The guidance on this page applies for the tax years up to and including 2015 to 2016. For tax years 2016 to 2017 onwards, the benchmark scale rates have been revised and are now included within the exemption for amounts which would otherwise be deductible. See EIM30200 onwards.

Subsistence expenses are a common example of expenses which employers choose to reimburse by means of a scale rate payment. Prior to April 2016, they should be requested and agreed as part of a dispensation under section 65 ITEPA 2003 (see EIM30050 onwards). HMRC officers considering such applications need to be satisfied that the proposed scale rate payments are set at a level which broadly represents the amount that their employees are actually spending on allowable subsistence expenses. Employers should therefore be prepared to provide HMRC with evidence of the amount that their employees are spending. Such evidence should ideally be in the form of receipts, but other evidence such as an employee’s contemporaneous record of expenses incurred, should also be considered.

Sampling guidance

HMRC accepts that it will be impractical for some employers to obtain evidence of expenditure incurred by every one of their mobile employees. Where that is the case, we shall accept evidence in the form of a sampling exercise based on the expenses incurred:

  • by a random sample
  • of 10% of the eligible employees
  • for a period of one month

Employers will have to be able to satisfy HMRC that their 10% sample is genuinely a random one - for example, every 10th name from an alphabetical list of the employees concerned.

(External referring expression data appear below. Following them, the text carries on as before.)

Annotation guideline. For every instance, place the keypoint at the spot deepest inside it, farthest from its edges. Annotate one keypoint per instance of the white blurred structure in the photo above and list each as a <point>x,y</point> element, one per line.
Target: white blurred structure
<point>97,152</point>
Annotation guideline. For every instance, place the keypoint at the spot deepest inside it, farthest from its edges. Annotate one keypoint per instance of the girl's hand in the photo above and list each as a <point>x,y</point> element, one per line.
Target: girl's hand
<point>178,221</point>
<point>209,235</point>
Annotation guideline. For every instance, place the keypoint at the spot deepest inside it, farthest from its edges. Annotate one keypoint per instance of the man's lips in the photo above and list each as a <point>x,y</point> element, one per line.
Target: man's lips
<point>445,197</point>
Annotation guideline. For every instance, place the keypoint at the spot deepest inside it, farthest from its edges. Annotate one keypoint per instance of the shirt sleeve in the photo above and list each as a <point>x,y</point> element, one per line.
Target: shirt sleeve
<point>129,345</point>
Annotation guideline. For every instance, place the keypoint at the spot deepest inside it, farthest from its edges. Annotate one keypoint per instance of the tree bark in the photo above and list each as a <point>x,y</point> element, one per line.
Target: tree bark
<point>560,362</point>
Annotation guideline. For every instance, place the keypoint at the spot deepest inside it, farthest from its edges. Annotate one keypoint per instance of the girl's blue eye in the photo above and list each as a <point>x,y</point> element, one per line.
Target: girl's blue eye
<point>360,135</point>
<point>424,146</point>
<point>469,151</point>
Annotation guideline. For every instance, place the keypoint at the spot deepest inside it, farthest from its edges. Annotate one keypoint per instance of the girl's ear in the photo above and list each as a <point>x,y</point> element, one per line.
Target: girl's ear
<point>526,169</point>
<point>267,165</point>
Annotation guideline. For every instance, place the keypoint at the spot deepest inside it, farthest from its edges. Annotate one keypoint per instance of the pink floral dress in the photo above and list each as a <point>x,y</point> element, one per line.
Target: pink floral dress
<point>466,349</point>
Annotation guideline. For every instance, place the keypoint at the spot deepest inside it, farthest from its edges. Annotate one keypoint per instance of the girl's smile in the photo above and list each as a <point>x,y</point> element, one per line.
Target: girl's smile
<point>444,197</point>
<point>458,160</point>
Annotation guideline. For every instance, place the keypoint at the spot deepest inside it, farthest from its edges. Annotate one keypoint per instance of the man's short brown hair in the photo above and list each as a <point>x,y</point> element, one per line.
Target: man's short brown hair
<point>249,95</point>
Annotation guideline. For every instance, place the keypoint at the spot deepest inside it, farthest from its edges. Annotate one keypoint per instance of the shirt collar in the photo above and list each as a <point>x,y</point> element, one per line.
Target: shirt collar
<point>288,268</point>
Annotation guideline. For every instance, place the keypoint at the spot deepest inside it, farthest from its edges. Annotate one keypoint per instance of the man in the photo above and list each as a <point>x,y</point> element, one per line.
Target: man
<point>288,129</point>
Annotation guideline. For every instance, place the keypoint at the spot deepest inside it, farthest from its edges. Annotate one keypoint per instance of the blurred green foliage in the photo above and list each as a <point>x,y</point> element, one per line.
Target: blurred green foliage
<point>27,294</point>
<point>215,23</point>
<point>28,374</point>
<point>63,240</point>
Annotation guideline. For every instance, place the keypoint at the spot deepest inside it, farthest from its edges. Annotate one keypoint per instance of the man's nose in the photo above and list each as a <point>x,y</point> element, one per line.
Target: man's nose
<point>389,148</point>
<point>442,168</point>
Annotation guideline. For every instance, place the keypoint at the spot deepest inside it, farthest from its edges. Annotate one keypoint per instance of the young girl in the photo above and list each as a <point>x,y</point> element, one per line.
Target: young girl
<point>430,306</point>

HMRC will accept the evidence produced by such a random sampling exercise as the basis for agreeing the amount of the employer’s scale rate subsistence payment.

For the avoidance of doubt, it is not necessary for all eligible employees to keep evidence of their expenses for a month. Evidence need only be kept by the 10% of employees who are randomly selected to take part in the sampling exercise.

See also expenses to be included and sampling exercise incomplete.

Frequency of sample

If a dispensation is given following a sampling exercise of the kind described above, no further sampling exercise will be necessary - and the dispensation will remain in force - whilst circumstances remain unchanged. Employers who agreed a scale rate within a dispensation in the 5 years preceding 6 April 2016 could continue to use this rate until the expiry of 5 years under the transitional arrangements for the introduction of the exemption for paid or reimbursed expenses. Employers will also need to have a checking system in place to confirm that payments are only made on qualifying occasions.

Effect of this guidance on existing dispensations

From April 2016, it will not be possible to amend a dispensation as the legislation has been repealed. Scale rate payments made after April 2016 will need to be made either at the benchmark rates or under the terms of an approval notice. In both cases, the employer must have a checking system in place to confirm that payments are only made on qualifying occasions.

All dispensations ceased to exist on 6 April 2016.